El fiscal general del estado, Raciel López Salazar, confirmó que el jefe de la Policía de Investigación especializado en el combate al narcomenudeo fue atropellado de manera intencional durante la persecución de presuntos sicarios en Cancún, en un operativo que posteriormente permitió desmantelar una célula criminal con operaciones en Cancún y Playa del Carmen.
Los hechos ocurrieron la noche del 22 de julio, cuando agentes ministeriales realizaban labores de inteligencia en las inmediaciones de una sucursal bancaria sobre la avenida Huayacán. En ese momento detectaron que dos hombres a bordo de una motocicleta disparaban contra un hombre identificado como Jesús Anduén, de 27 años, quien permanecía dentro de una camioneta Ford Lobo.
Sin esperar refuerzos, el comandante y su escolta iniciaron la persecución de los agresores, quienes respondieron con disparos mientras intentaban escapar.
Durante el enfrentamiento, el jefe policiaco logró herir al conductor de la motocicleta, lo que provocó que los presuntos sicarios se separaran para continuar la fuga.
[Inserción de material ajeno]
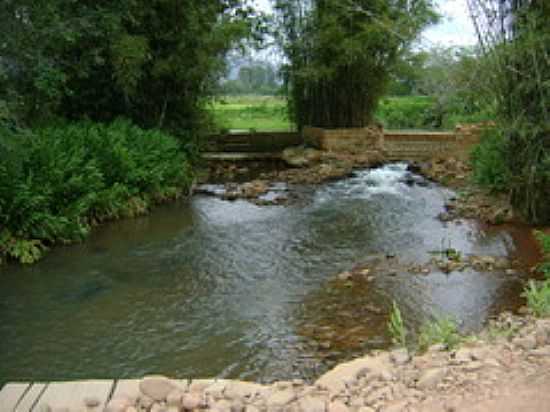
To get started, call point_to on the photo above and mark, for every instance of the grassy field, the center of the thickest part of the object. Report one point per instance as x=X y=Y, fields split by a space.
x=268 y=113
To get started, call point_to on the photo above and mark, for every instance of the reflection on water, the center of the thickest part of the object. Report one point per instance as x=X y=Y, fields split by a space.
x=215 y=288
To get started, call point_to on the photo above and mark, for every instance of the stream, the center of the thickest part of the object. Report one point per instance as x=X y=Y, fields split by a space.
x=206 y=287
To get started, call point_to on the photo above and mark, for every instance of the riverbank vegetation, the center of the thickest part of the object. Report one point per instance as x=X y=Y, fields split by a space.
x=102 y=106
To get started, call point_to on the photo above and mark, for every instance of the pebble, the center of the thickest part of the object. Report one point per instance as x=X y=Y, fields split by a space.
x=156 y=387
x=337 y=406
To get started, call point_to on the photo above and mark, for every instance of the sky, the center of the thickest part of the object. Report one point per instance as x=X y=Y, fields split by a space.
x=455 y=28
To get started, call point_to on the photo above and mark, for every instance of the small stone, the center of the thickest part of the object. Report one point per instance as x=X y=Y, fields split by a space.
x=337 y=406
x=312 y=404
x=156 y=387
x=542 y=334
x=145 y=402
x=118 y=404
x=473 y=366
x=91 y=401
x=383 y=393
x=237 y=407
x=222 y=406
x=157 y=407
x=396 y=406
x=280 y=398
x=174 y=398
x=541 y=352
x=430 y=378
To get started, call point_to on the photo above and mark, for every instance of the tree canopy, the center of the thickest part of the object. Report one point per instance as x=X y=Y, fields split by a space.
x=340 y=54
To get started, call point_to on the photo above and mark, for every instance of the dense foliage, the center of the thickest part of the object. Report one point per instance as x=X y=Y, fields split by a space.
x=57 y=182
x=154 y=62
x=340 y=54
x=516 y=47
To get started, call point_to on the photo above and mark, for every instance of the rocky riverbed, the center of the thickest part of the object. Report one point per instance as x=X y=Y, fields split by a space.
x=502 y=369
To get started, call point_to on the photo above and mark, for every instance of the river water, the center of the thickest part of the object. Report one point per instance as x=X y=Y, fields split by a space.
x=207 y=287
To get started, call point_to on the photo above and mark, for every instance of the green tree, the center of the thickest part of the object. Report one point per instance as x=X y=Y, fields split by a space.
x=341 y=53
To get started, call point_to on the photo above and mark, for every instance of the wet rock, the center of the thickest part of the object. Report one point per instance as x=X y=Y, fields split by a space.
x=156 y=387
x=345 y=276
x=430 y=378
x=396 y=406
x=525 y=343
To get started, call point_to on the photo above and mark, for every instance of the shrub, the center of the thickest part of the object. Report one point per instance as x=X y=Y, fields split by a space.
x=57 y=182
x=442 y=330
x=538 y=298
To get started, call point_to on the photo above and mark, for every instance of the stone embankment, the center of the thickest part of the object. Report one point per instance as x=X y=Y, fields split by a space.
x=505 y=369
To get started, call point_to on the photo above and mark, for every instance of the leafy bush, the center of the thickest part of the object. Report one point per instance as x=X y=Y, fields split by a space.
x=396 y=327
x=57 y=182
x=490 y=163
x=442 y=330
x=544 y=241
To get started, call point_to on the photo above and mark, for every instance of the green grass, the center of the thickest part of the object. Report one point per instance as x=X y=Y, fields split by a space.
x=260 y=113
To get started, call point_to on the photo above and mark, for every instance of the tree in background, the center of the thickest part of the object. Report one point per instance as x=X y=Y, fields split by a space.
x=515 y=39
x=340 y=54
x=154 y=62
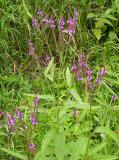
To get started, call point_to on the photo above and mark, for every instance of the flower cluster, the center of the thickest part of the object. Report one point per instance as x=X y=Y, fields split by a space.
x=31 y=47
x=82 y=71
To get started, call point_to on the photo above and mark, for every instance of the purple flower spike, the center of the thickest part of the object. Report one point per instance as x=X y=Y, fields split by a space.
x=11 y=120
x=33 y=120
x=71 y=26
x=31 y=48
x=39 y=12
x=32 y=146
x=75 y=113
x=74 y=67
x=75 y=15
x=51 y=22
x=34 y=22
x=61 y=24
x=19 y=114
x=79 y=78
x=45 y=19
x=114 y=98
x=36 y=101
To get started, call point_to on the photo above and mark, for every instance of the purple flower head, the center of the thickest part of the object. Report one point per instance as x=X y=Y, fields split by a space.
x=33 y=120
x=82 y=61
x=74 y=67
x=45 y=19
x=31 y=48
x=98 y=80
x=79 y=78
x=89 y=76
x=75 y=113
x=71 y=26
x=114 y=98
x=61 y=24
x=32 y=146
x=75 y=15
x=51 y=22
x=34 y=22
x=39 y=12
x=11 y=120
x=36 y=101
x=19 y=114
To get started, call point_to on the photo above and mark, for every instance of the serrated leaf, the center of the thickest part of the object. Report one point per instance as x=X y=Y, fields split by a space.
x=75 y=94
x=104 y=157
x=47 y=97
x=14 y=154
x=108 y=132
x=97 y=33
x=68 y=77
x=49 y=136
x=60 y=145
x=49 y=71
x=26 y=9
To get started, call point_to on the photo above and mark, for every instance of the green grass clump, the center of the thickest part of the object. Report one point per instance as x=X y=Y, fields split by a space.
x=59 y=90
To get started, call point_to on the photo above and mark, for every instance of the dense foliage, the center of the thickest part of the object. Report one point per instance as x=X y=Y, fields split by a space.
x=59 y=80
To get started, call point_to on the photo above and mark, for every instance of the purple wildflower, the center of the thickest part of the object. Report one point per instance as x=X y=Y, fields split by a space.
x=45 y=19
x=75 y=113
x=39 y=12
x=74 y=67
x=32 y=146
x=61 y=24
x=33 y=120
x=75 y=15
x=31 y=48
x=79 y=78
x=89 y=76
x=11 y=120
x=82 y=61
x=34 y=22
x=114 y=98
x=19 y=114
x=36 y=101
x=71 y=26
x=51 y=22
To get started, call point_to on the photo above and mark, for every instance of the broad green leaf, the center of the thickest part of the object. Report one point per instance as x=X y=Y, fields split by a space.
x=42 y=96
x=14 y=154
x=68 y=77
x=97 y=148
x=79 y=148
x=91 y=15
x=45 y=143
x=108 y=132
x=75 y=94
x=104 y=157
x=49 y=71
x=26 y=9
x=60 y=145
x=97 y=33
x=112 y=35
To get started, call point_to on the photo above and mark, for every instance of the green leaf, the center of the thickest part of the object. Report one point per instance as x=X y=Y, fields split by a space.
x=60 y=145
x=26 y=9
x=15 y=154
x=97 y=148
x=79 y=149
x=49 y=136
x=49 y=71
x=47 y=97
x=97 y=33
x=104 y=157
x=68 y=77
x=108 y=132
x=75 y=94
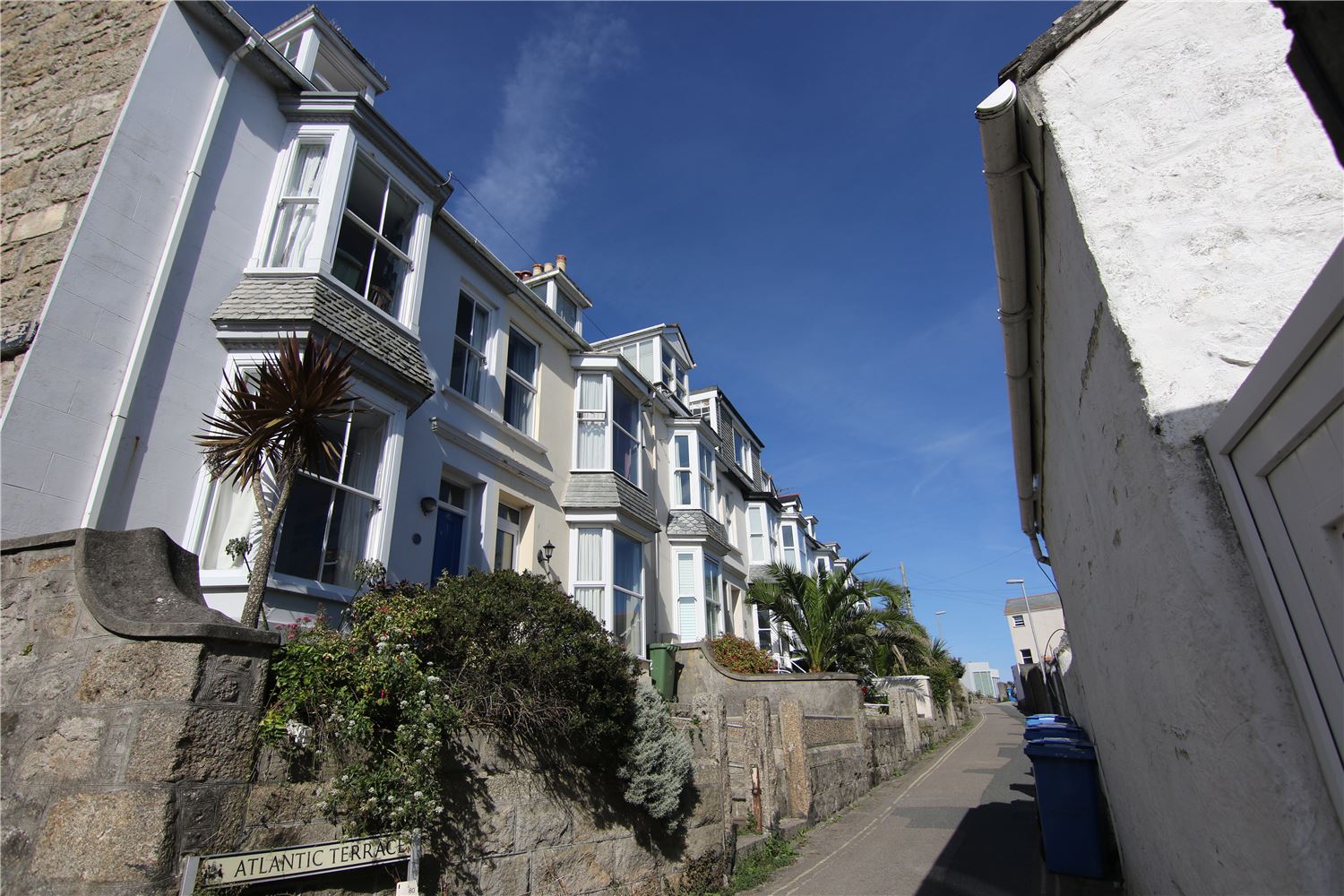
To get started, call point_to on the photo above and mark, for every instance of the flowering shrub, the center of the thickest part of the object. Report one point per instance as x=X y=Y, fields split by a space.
x=741 y=656
x=502 y=651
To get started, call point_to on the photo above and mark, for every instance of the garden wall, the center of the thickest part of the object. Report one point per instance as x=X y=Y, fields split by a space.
x=129 y=713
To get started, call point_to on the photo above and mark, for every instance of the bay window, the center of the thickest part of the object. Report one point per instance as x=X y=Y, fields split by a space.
x=628 y=592
x=755 y=533
x=298 y=203
x=521 y=382
x=325 y=528
x=712 y=599
x=609 y=582
x=707 y=478
x=682 y=470
x=742 y=452
x=590 y=452
x=373 y=247
x=470 y=335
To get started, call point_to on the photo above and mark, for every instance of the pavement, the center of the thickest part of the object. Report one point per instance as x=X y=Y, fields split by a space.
x=960 y=823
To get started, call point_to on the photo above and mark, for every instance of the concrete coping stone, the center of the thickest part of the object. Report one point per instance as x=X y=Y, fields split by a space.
x=792 y=676
x=142 y=584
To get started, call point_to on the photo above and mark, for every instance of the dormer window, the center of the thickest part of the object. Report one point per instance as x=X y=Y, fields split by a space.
x=593 y=449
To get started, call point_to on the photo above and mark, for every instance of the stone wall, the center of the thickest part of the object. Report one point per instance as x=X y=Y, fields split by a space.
x=521 y=823
x=65 y=73
x=129 y=713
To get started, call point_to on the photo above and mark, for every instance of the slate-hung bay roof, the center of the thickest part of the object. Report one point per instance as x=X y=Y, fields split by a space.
x=289 y=303
x=1048 y=600
x=609 y=492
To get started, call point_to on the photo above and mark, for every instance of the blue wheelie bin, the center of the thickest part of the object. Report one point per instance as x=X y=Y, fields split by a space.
x=1064 y=729
x=1045 y=718
x=1069 y=802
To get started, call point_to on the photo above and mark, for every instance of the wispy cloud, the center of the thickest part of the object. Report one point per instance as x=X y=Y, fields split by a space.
x=539 y=150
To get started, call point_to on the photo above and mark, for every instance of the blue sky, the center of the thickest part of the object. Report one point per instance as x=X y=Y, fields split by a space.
x=797 y=185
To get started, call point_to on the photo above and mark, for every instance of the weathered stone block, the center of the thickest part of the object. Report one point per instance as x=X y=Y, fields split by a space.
x=148 y=670
x=69 y=753
x=105 y=837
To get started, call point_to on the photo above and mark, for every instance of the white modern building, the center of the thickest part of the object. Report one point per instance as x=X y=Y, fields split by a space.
x=980 y=678
x=250 y=190
x=1167 y=225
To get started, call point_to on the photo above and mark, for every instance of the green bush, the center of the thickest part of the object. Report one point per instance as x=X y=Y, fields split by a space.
x=656 y=766
x=502 y=651
x=741 y=656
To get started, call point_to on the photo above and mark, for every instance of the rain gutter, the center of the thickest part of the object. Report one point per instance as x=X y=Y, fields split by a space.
x=1004 y=168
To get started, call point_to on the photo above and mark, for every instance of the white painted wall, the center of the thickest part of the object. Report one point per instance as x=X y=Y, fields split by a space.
x=1190 y=198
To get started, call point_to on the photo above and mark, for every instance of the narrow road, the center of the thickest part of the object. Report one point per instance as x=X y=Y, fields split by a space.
x=961 y=823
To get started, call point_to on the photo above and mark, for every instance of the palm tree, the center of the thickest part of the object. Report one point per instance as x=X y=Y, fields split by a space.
x=271 y=424
x=900 y=641
x=831 y=616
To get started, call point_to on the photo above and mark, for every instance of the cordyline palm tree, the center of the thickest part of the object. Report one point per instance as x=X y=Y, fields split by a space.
x=900 y=641
x=271 y=424
x=831 y=616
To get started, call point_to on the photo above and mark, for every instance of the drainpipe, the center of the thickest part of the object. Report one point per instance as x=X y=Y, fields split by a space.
x=1003 y=180
x=102 y=474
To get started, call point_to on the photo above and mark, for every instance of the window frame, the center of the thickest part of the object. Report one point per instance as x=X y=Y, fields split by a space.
x=483 y=355
x=379 y=532
x=511 y=378
x=322 y=250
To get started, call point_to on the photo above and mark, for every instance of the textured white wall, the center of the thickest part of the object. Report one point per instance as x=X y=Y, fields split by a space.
x=1190 y=199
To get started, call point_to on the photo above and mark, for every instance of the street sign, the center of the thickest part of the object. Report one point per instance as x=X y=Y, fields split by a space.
x=236 y=869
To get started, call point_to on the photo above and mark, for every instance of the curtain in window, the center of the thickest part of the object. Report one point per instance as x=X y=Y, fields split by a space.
x=296 y=220
x=366 y=444
x=591 y=443
x=687 y=627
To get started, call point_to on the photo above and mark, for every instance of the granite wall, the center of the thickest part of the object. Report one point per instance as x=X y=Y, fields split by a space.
x=66 y=70
x=129 y=713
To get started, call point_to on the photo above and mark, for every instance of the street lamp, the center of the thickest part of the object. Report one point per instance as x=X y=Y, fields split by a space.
x=1031 y=622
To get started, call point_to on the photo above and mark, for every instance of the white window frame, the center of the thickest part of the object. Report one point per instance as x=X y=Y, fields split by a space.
x=379 y=530
x=335 y=185
x=685 y=470
x=711 y=603
x=757 y=520
x=593 y=416
x=742 y=452
x=484 y=355
x=639 y=435
x=789 y=530
x=513 y=378
x=607 y=583
x=505 y=525
x=709 y=477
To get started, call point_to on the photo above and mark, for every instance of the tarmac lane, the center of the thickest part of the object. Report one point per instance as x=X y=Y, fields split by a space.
x=960 y=823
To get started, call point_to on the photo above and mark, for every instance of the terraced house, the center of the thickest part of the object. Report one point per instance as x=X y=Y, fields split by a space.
x=247 y=188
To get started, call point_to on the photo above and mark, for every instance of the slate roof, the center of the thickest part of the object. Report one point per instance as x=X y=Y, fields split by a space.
x=1048 y=600
x=699 y=524
x=609 y=492
x=282 y=301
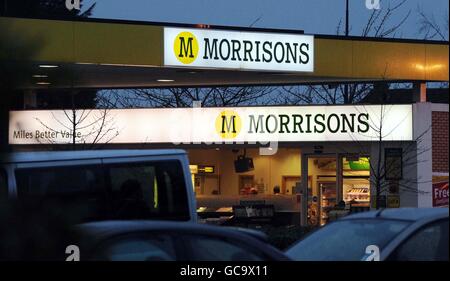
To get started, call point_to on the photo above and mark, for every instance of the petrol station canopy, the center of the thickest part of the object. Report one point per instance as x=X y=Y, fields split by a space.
x=95 y=53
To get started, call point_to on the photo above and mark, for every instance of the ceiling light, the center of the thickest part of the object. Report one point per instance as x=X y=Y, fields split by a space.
x=48 y=66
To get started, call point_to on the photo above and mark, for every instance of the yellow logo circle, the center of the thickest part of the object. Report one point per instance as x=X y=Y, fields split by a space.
x=228 y=124
x=185 y=47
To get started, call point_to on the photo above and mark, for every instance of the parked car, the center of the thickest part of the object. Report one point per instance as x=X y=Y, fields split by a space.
x=103 y=184
x=170 y=241
x=406 y=234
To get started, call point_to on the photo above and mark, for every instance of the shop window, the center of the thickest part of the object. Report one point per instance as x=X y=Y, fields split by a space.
x=356 y=181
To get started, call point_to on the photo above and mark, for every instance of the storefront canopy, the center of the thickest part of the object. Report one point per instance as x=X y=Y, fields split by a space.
x=116 y=54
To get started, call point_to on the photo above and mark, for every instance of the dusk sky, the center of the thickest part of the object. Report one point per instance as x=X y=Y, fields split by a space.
x=313 y=16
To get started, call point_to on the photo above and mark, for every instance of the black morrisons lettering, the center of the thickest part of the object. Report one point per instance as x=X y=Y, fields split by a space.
x=309 y=123
x=266 y=51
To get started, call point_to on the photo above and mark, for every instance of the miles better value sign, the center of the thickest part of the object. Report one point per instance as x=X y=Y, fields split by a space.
x=214 y=125
x=206 y=48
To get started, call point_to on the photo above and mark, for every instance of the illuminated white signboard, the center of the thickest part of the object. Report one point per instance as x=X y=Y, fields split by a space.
x=206 y=48
x=214 y=125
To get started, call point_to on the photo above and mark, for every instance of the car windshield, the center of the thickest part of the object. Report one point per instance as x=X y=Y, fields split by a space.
x=346 y=240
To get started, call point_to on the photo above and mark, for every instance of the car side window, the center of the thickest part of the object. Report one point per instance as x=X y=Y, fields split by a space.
x=138 y=248
x=208 y=248
x=430 y=243
x=3 y=185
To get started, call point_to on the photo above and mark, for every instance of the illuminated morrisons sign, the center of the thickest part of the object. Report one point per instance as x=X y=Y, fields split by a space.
x=238 y=50
x=215 y=125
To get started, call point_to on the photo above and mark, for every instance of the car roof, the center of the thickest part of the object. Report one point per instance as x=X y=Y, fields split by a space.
x=411 y=214
x=20 y=157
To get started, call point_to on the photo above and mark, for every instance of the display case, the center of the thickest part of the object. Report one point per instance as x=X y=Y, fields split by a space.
x=328 y=197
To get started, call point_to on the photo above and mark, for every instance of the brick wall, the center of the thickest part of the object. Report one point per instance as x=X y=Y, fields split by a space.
x=440 y=141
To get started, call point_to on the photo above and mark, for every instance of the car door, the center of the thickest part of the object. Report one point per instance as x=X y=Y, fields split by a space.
x=204 y=247
x=428 y=243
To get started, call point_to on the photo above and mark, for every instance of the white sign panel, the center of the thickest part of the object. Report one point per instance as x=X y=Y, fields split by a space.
x=214 y=125
x=206 y=48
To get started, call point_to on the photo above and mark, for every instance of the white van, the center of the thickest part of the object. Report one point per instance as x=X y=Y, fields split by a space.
x=102 y=184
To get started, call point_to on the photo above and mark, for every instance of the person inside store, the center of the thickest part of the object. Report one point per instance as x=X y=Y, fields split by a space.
x=338 y=211
x=276 y=190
De acuerdo con la Fiscalía General del Estado, un tercer vehículo, presuntamente utilizado como apoyo por el grupo delictivo, embistió deliberadamente al comandante, lanzándolo contra el pavimento para facilitar la huida de los atacantes.
El mando policial sufrió fractura de peroné en la pierna derecha y diversas contusiones, aunque posteriormente fue reportado fuera de peligro.
Tras la agresión, corporaciones de los tres órdenes de gobierno desplegaron un operativo conjunto en el que participaron elementos de la Fiscalía General del Estado, Secretaría de la Defensa Nacional, Secretaría de Marina, Guardia Nacional, Secretaría de Seguridad Ciudadana y Policía Municipal.
Como resultado fue detenido Octavio de Jesús, de 31 años y originario de Oaxaca, quien fue localizado lesionado junto a la motocicleta utilizada durante el ataque.
Además, las autoridades aseguraron una pistola calibre .45 de uso exclusivo de las Fuerzas Armadas, la cual fue relacionada mediante pruebas balísticas con los disparos realizados tanto contra la víctima como contra los agentes ministeriales.
Las investigaciones llevaron a las autoridades hasta dos inmuebles utilizados para el cultivo tecnificado y almacenamiento de marihuana, uno ubicado en Cancún y otro en Playa del Carmen.
Durante los cateos fueron detenidas siete personas, entre ellas Víctor Teodoro, alias “El Tata”, señalado como presunto líder de la organización criminal.